I have been looking forward to seeing it since news of the production was announced. I was shocked by the negativity of some of the reviews, especially Christopher Hart’s in the Sunday Times, and was left wondering whether my trip would be a wasted one…

I don’t necessarily expect to agree with what the reviewers say (frankly, I’d be disappointed to agree with much of the nonsense that Christopher Hart writes!), but 4 days on, I’m still surprised by how strongly I disagreed with them this time around.

Let’s get one thing clear – TPOS is not the best musical ever written. The dialogue can be very dated in places, and a few of the songs are a little twee for my liking. But before I go on, I want to point out one of my major frustrations with theatre critics – the inability to distinguish between the quality of a show and the quality of a production.

The two things are obviously intrinsically linked – poor material is still likely to be poor on stage, however well it’s performed.
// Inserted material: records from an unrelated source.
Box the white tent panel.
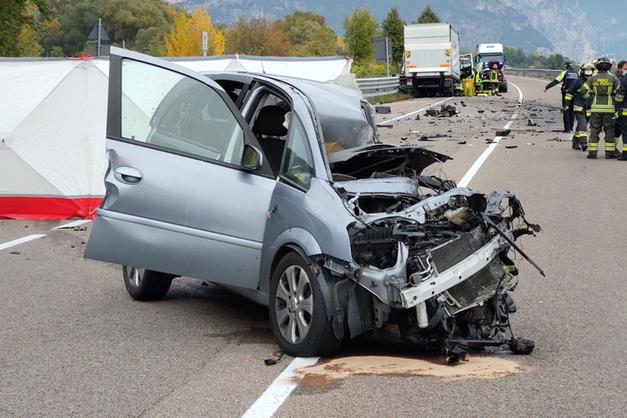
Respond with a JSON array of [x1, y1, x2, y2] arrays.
[[0, 60, 77, 137], [9, 62, 108, 196], [0, 146, 58, 195]]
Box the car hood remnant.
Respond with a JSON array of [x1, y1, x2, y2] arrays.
[[319, 155, 541, 363], [329, 144, 451, 180]]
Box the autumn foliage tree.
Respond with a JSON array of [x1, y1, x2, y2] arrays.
[[281, 12, 338, 56], [225, 17, 290, 56], [164, 8, 225, 56]]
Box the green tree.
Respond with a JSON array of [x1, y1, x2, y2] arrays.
[[225, 17, 290, 56], [0, 0, 48, 56], [41, 0, 175, 56], [381, 6, 404, 67], [416, 6, 440, 24], [282, 11, 338, 56], [343, 8, 378, 64]]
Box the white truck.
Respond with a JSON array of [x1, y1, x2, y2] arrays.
[[476, 43, 507, 92], [403, 23, 460, 97]]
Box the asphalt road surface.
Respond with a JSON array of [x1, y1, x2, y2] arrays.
[[1, 76, 626, 417]]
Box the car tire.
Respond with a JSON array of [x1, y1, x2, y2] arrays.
[[269, 252, 341, 357], [122, 266, 174, 301]]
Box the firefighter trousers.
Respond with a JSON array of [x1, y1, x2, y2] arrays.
[[588, 113, 616, 156], [572, 110, 588, 149], [561, 92, 575, 132]]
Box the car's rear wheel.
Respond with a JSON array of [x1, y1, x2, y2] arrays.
[[122, 266, 174, 301], [269, 252, 341, 356]]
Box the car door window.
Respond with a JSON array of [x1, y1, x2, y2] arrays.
[[281, 116, 314, 190], [121, 59, 244, 165]]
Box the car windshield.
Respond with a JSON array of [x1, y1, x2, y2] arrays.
[[320, 101, 377, 155], [480, 54, 504, 64]]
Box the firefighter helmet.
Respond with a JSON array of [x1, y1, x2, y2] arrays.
[[580, 62, 595, 76], [564, 62, 573, 69], [595, 57, 612, 71]]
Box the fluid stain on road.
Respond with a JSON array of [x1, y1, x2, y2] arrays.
[[296, 355, 525, 387]]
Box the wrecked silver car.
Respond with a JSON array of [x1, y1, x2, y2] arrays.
[[86, 48, 540, 362]]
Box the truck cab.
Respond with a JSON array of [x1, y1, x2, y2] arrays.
[[476, 43, 507, 93]]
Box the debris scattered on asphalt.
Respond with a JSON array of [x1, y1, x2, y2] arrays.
[[378, 123, 394, 128], [505, 145, 518, 149], [415, 114, 420, 121], [496, 129, 511, 136], [9, 251, 21, 255], [400, 136, 408, 141], [264, 351, 284, 366], [457, 140, 467, 144], [426, 104, 457, 118], [375, 105, 391, 114], [527, 142, 535, 146], [527, 118, 537, 126], [486, 139, 496, 144]]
But productions are rarely either truly outstanding or truly miserable, so it wouldn’t hurt reviewers to actually try to make the distinction between writing and production. In fact, Serena Davies in The Telegraph was one of the only reviewers who actually managed this. She acknowledged that there’s “a little musical mediocrity in this sweet show” but still refers to “Fiona Laird’s inspired Seventies pastiche of a production”.
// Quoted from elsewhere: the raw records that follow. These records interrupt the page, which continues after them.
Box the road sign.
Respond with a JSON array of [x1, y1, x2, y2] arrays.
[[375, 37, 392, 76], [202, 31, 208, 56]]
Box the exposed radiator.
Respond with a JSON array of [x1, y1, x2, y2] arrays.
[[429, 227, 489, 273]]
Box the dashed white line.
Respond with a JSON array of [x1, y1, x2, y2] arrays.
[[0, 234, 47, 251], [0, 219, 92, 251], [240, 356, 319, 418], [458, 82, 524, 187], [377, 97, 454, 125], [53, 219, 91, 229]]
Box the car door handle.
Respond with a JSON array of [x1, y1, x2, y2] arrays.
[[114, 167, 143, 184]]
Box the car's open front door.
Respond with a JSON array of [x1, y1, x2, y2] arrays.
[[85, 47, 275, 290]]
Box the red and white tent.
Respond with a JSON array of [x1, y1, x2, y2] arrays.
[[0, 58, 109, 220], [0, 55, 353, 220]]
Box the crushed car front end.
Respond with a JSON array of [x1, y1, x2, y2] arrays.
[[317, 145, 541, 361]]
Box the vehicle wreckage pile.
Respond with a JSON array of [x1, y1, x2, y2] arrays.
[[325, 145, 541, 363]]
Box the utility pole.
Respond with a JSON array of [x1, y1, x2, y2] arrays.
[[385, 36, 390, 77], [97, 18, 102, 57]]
I think she’s hit the nail on the head here – it’s a 5-star production of a 3-star show.

Firstly, let me acknowledge that there are things wrong with the show:

  • Neil Simon’s script: sometimes funny, but too often dated. Not enough many laugh-out-loud moments 
  • Alistair McGowan’s voice: he might be a great actor, but he’s voice isn’t really good enough to carry a musical.
  • Connie Fisher’s accent: her American accent was very strange in the first half-hour, but thankfully she warmed up as the show progressed
  • The new orchestration: very rocky and guitar-based, it’s fun, but I think I preferred it with a little more wind and brass, something that can’t really be replaced by a synth

 Right, now that’s done I can concentrate on all the things right with the show:

  • Alistair McGowan’s acting: Staggeringly good acting – it doesn’t hurt that his American accent was perfect (not surprising for someone who does impressions!). He was a truly magnetic presence on stage. If only his voice had matched his acting.
  • Connie Fisher’s voice: I was a big fan of Fisher’s when she won the BBC series ‘How do you solve a problem like Maria?’, and loved her performance in The Sound of Music. I thought she was equally impressive here, particularly her voice which is fab
  • Fiona Laird’s direction: The material is clearly dated, but Laird’s production embraced that fact, rather than trying to modernise it. She managed to bring out lots of humour, which was no mean feat given some of the clunkier lines.
  • Matthew Wright’s design: The Menier is a small space with limited money, but you wouldn’t know it from the quality of this set. It looked expensive, and the revolve actually worked really well.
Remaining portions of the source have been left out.